By: Stefany Olivas, Business Manager
All full and part-time faculty and staff recently received a raise last to reward dedication and hard work, said President Katharine Windograd.
The one-time, non-recurring raise of $900 for full time staff and a pro-rated amount for part-time employees was approved by CNM’s Governing Board in April 2011, when funds became available at the end of the fiscal year, she said.
Over the past three years enrollment rates have increased while state funding has decreased, but faculty and staff have remained committed to the college and students, said Winograd“This was a way to show great appreciation for our employees. The compensation increase is an important investment in our faculty and staff. ” said Winograd.

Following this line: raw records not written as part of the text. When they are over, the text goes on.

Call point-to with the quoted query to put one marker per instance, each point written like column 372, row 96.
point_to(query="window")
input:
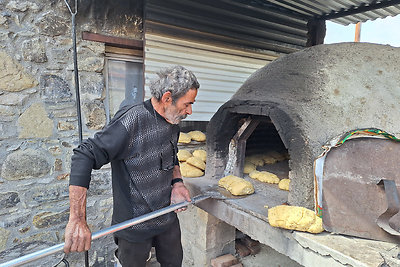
column 124, row 81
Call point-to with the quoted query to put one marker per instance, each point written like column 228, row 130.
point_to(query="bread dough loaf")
column 184, row 138
column 197, row 136
column 236, row 185
column 295, row 218
column 265, row 177
column 188, row 170
column 184, row 154
column 284, row 184
column 196, row 162
column 200, row 153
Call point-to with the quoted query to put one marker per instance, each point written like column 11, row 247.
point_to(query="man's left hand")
column 179, row 194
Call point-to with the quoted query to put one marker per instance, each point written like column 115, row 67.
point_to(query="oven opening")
column 265, row 149
column 258, row 154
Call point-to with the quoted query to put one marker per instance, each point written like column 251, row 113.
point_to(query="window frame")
column 121, row 57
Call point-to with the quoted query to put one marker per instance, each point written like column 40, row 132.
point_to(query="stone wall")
column 39, row 128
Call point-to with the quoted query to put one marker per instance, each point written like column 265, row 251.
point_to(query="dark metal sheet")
column 352, row 200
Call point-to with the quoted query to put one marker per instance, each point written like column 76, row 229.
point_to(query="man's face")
column 175, row 112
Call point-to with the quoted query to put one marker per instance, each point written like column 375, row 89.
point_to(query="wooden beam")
column 113, row 40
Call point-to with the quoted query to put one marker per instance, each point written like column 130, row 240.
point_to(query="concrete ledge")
column 250, row 217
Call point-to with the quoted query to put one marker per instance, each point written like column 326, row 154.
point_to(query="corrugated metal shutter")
column 226, row 22
column 220, row 70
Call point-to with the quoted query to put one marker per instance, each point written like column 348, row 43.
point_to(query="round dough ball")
column 197, row 136
column 200, row 153
column 265, row 177
column 184, row 154
column 184, row 138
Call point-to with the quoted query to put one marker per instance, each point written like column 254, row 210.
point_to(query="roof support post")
column 316, row 32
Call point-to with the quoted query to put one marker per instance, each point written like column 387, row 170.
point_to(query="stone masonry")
column 39, row 129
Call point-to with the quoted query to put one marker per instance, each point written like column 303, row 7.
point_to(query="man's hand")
column 179, row 194
column 77, row 234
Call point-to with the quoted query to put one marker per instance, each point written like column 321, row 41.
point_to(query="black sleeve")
column 107, row 145
column 178, row 130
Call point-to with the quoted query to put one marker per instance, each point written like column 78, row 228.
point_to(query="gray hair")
column 176, row 80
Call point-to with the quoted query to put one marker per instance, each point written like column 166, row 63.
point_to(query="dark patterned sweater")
column 141, row 146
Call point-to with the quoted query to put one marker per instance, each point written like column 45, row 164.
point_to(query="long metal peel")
column 116, row 227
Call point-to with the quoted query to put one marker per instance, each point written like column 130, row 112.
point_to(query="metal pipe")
column 117, row 227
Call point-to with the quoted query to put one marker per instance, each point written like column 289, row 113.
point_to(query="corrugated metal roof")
column 340, row 11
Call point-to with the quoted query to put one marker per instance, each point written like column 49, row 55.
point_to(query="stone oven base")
column 249, row 216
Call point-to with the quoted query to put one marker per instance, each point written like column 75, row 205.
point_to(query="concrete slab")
column 249, row 215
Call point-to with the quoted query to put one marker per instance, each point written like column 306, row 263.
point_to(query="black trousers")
column 168, row 248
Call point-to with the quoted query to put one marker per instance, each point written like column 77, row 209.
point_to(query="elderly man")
column 141, row 144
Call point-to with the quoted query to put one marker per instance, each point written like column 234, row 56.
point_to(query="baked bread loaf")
column 265, row 177
column 197, row 136
column 295, row 218
column 184, row 154
column 184, row 138
column 188, row 170
column 200, row 153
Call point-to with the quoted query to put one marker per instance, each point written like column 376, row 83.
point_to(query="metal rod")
column 112, row 229
column 76, row 76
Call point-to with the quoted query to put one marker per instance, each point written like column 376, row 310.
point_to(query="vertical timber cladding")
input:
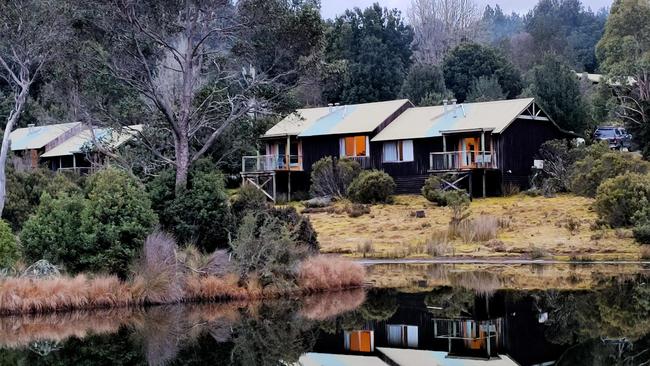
column 518, row 145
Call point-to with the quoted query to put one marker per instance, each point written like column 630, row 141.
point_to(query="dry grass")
column 327, row 273
column 522, row 220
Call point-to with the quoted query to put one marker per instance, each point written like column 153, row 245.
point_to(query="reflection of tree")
column 454, row 301
column 274, row 335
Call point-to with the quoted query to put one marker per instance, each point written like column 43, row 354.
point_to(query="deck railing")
column 461, row 160
column 265, row 163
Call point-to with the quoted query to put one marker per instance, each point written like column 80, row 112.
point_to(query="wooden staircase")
column 411, row 184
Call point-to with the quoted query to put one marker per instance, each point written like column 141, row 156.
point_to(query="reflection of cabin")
column 483, row 145
column 68, row 146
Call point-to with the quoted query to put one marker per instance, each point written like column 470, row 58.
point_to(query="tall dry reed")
column 327, row 273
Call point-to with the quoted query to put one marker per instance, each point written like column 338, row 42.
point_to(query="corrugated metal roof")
column 348, row 119
column 38, row 136
column 423, row 122
column 78, row 143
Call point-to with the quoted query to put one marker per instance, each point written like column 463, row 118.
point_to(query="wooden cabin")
column 475, row 146
column 295, row 143
column 481, row 146
column 66, row 146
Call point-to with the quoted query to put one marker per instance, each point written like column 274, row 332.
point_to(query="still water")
column 443, row 315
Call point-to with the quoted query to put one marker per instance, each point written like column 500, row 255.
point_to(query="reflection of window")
column 402, row 335
column 354, row 146
column 397, row 151
column 359, row 340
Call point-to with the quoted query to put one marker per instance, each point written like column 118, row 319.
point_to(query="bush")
column 54, row 233
column 371, row 186
column 264, row 247
column 199, row 214
column 102, row 231
column 9, row 252
column 432, row 190
column 332, row 177
column 597, row 166
column 249, row 199
column 619, row 199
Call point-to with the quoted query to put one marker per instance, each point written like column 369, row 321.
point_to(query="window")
column 398, row 151
column 354, row 146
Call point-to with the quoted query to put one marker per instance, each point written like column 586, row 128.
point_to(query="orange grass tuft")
column 327, row 273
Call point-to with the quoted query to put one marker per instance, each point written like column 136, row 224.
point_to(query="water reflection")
column 468, row 321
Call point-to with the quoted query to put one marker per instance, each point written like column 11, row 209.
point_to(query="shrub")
column 332, row 177
column 264, row 247
column 432, row 190
column 248, row 199
column 199, row 214
column 597, row 166
column 9, row 252
column 116, row 220
column 642, row 233
column 371, row 186
column 620, row 198
column 54, row 233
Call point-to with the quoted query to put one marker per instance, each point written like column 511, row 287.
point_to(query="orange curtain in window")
column 349, row 146
column 360, row 142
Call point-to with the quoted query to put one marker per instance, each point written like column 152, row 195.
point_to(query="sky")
column 331, row 8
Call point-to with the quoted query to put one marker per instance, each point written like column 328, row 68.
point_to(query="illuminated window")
column 353, row 146
column 398, row 151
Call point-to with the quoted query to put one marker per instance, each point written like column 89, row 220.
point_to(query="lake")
column 424, row 314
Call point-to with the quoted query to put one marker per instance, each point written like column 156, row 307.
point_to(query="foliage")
column 432, row 190
column 470, row 61
column 371, row 186
column 332, row 177
column 564, row 27
column 369, row 53
column 485, row 89
column 620, row 198
column 199, row 214
column 54, row 232
column 9, row 251
column 264, row 246
column 422, row 81
column 248, row 199
column 624, row 54
column 555, row 87
column 100, row 231
column 599, row 164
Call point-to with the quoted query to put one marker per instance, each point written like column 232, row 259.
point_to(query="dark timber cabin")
column 475, row 146
column 295, row 143
column 480, row 146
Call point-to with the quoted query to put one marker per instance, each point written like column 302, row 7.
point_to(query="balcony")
column 269, row 163
column 461, row 160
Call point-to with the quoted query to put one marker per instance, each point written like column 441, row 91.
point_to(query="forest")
column 207, row 78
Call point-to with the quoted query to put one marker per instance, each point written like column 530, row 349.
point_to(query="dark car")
column 616, row 137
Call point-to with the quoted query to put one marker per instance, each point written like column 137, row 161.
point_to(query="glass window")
column 354, row 146
column 398, row 151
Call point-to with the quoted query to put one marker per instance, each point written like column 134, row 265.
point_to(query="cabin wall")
column 518, row 145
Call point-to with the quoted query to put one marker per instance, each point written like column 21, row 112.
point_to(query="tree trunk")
column 182, row 162
column 4, row 149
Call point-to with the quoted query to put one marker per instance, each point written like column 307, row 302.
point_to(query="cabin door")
column 469, row 150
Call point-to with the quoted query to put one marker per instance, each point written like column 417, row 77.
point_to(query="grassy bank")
column 561, row 227
column 25, row 295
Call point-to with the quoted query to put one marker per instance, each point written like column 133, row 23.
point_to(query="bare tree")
column 31, row 33
column 440, row 25
column 178, row 58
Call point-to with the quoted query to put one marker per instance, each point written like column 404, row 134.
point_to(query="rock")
column 318, row 202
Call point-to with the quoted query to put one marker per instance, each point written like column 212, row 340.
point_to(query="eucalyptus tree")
column 32, row 33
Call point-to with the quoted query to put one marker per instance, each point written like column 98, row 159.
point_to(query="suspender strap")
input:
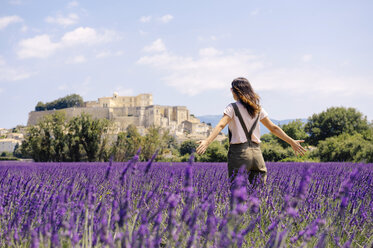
column 238, row 114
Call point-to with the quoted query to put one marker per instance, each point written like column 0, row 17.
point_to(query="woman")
column 242, row 117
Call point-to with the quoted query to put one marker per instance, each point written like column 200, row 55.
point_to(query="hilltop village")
column 138, row 111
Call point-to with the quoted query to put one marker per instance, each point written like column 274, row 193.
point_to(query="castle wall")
column 138, row 110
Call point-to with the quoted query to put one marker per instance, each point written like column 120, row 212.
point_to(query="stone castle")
column 139, row 111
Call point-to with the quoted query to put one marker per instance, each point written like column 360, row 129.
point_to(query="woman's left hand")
column 203, row 144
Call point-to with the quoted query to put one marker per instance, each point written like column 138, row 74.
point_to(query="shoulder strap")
column 238, row 114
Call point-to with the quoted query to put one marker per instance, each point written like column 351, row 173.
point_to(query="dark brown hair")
column 246, row 95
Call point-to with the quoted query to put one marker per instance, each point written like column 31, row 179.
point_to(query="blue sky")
column 300, row 56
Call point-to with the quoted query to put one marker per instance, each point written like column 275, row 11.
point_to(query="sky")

Full-time SAGE instructor and Union President Andrew Tibble said that union members are happy that the raise was approved.
“This is really a good thing in our view,” said Tibble.
Part-time Nursing instructor Margaret Sherman said she is excited and that her money is going to be spent on a few different things.
“I’m getting my Masters so pretty much everything will go for that. There are always groceries and bills,” said Sherman.
The one-time compensation increase came from money saved from the Voluntary Retirement Incentive Program which resulted in the retirement of 105 employees in 2011, said Winograd.
The incentive program was a part of an overall budget reduction plan for the previous fiscal year.
Many of the open positions vacated by retired employees have not been filled. Thi provided enough savings for the compensation, she said.
“Our employees are CNM’s most valuable resource for helping our students succeed,” said Winograd.
Tibble said that the contract for a recurring raise for employees covered by collective bargaining is still being negotiated. They are grateful for the non-recurring raise for the time being. He is hopeful the school and the union will come to an agreement on the contract soon.
“We’re still continuing to meet with the school and work on those issues that remain in the contracts,” said Tibble.
The union is now focusing on the contracts for security offices and instructional support units such as tutors and lab technicians, he said.
“We’re keeping our fingers crossed that things are going to go well. Things are under way,” said Tibble.